Morano used to eat 500 grams of Gianduiotti (chocolates made with the hazelnuts from her home region Piedmont) every week , and swill whole glasses of honey. She loves biscuits , too. Mili soaks them in water to make them easier to digest.
Every day, Morano eats two raw eggs and has raw meat in broth. She drinks a litre of mineral water a day and eats a piece of banana every afternoon. She does not like tea or wine.
Morano's favourite TV programmes are Murder, She Wrote and Kommissar Rex, an Austrian police procedural drama with the main character Rex, a German Shepherd police dog.
Morano's lifetime to date has spanned three centuries. Born in the Kingdom of Italy under Umberto I, she has seen two world wars, the coming and going of fascism and 11 popes.
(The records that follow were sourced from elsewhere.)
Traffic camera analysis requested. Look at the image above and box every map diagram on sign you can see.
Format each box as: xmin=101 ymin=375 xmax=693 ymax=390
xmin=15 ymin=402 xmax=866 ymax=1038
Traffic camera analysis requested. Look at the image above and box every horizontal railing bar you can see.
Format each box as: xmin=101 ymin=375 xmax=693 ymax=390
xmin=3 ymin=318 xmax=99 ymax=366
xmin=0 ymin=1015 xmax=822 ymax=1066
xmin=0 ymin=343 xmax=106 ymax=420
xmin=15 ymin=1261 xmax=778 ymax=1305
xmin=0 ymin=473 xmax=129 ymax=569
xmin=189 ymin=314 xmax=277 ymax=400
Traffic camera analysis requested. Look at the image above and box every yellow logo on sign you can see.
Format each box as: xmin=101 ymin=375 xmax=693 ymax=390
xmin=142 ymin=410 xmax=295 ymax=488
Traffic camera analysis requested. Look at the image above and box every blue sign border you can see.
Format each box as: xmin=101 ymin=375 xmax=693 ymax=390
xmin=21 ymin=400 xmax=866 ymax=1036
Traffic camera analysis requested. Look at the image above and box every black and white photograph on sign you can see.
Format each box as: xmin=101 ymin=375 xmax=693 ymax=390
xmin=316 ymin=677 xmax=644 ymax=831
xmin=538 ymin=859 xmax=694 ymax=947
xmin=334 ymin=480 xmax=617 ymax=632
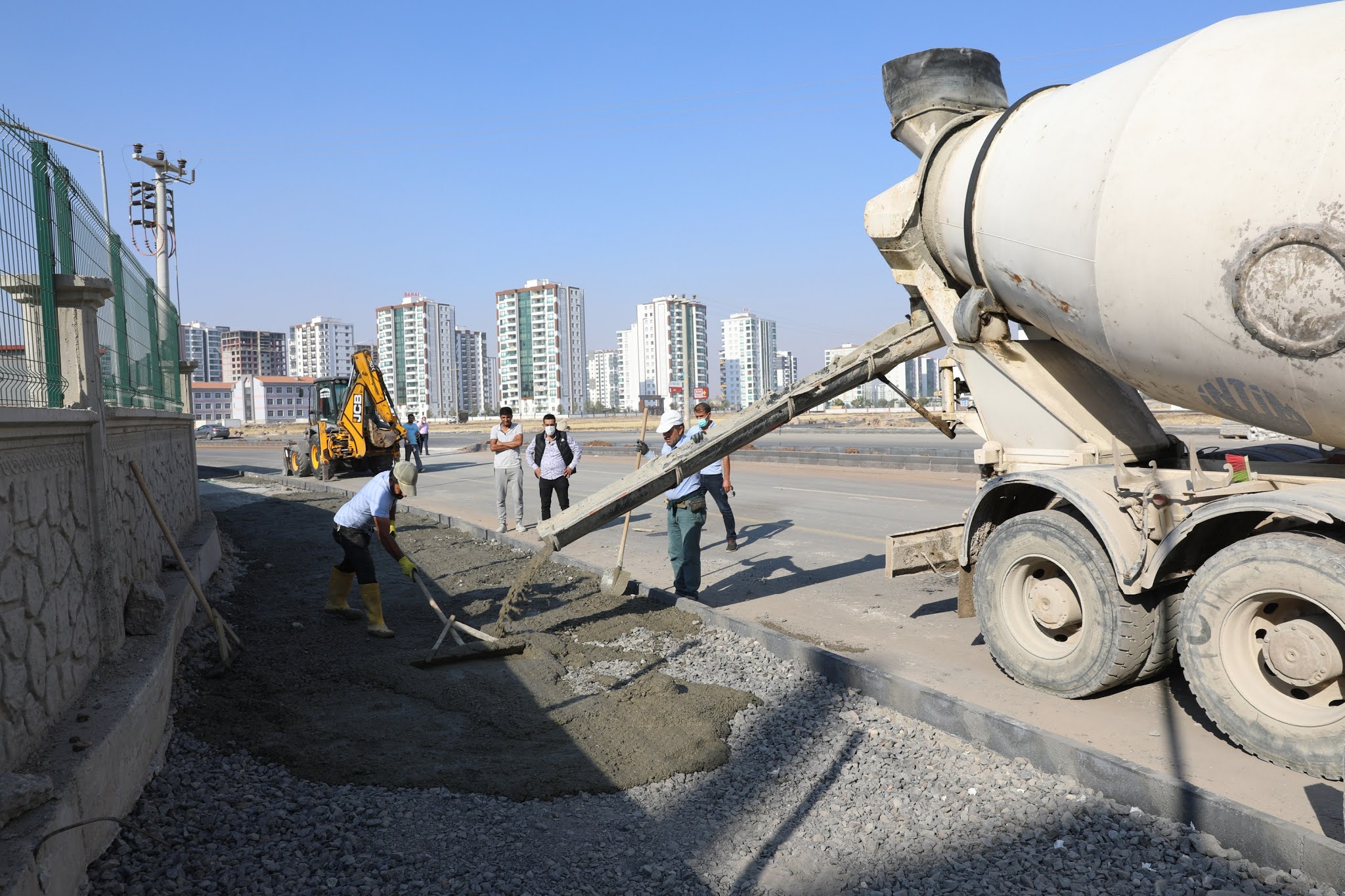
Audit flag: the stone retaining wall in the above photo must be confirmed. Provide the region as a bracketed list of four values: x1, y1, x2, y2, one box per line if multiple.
[0, 407, 198, 771]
She prays a lot, she tells us, for her siblings and for her only child Angelo, who died when he was only a few months old.
She mainly addresses the Madonna, Sant'Antonio, San Giuliano and San Giulio, after whom the only island in the nearby Lake Orta is named: "I'm always praying: San Giulio and San Giuliano, protect me from the wolves, the wild beasts, the snakes and from mean people. I ask Sant'Antonio to please protect me from all dangers."
In Piedmont, especially in summer, to be bitten by vipers is not uncommon; in the valley Val Grande there are still wolves.
The young Morano left her native village Civiasco with her family 100 years ago, when her father found work in one of the valleys surrounding Lake Maggiore. The small mountain village , about 40km from Pallanza, is both beautiful and secluded, and now has just 250 inhabitants. Many of the friendly yellow and orange houses are painted with frescos of the Madonna; the dwelling Morano was born in no longer exists.
Her current home, the town of Pallanza, is proud of its most famous citizen and has dedicated a musical to her. It will be performed on Morano's birthday in a new local theatre.
Though Morano has lived in Pallanza for 30 years, many of the townspeople have never seen her and are familiar with her only through television. She has not left her second-story-apartment beside the church San Leonardo for 15 years. Agostino, a painter, has been her next-door neighbour since the 1980s. "I've never seen her, but I know from her niece Rosi that she's doing fine."
"I'm doing really fine," she confirms, "but my legs are weak."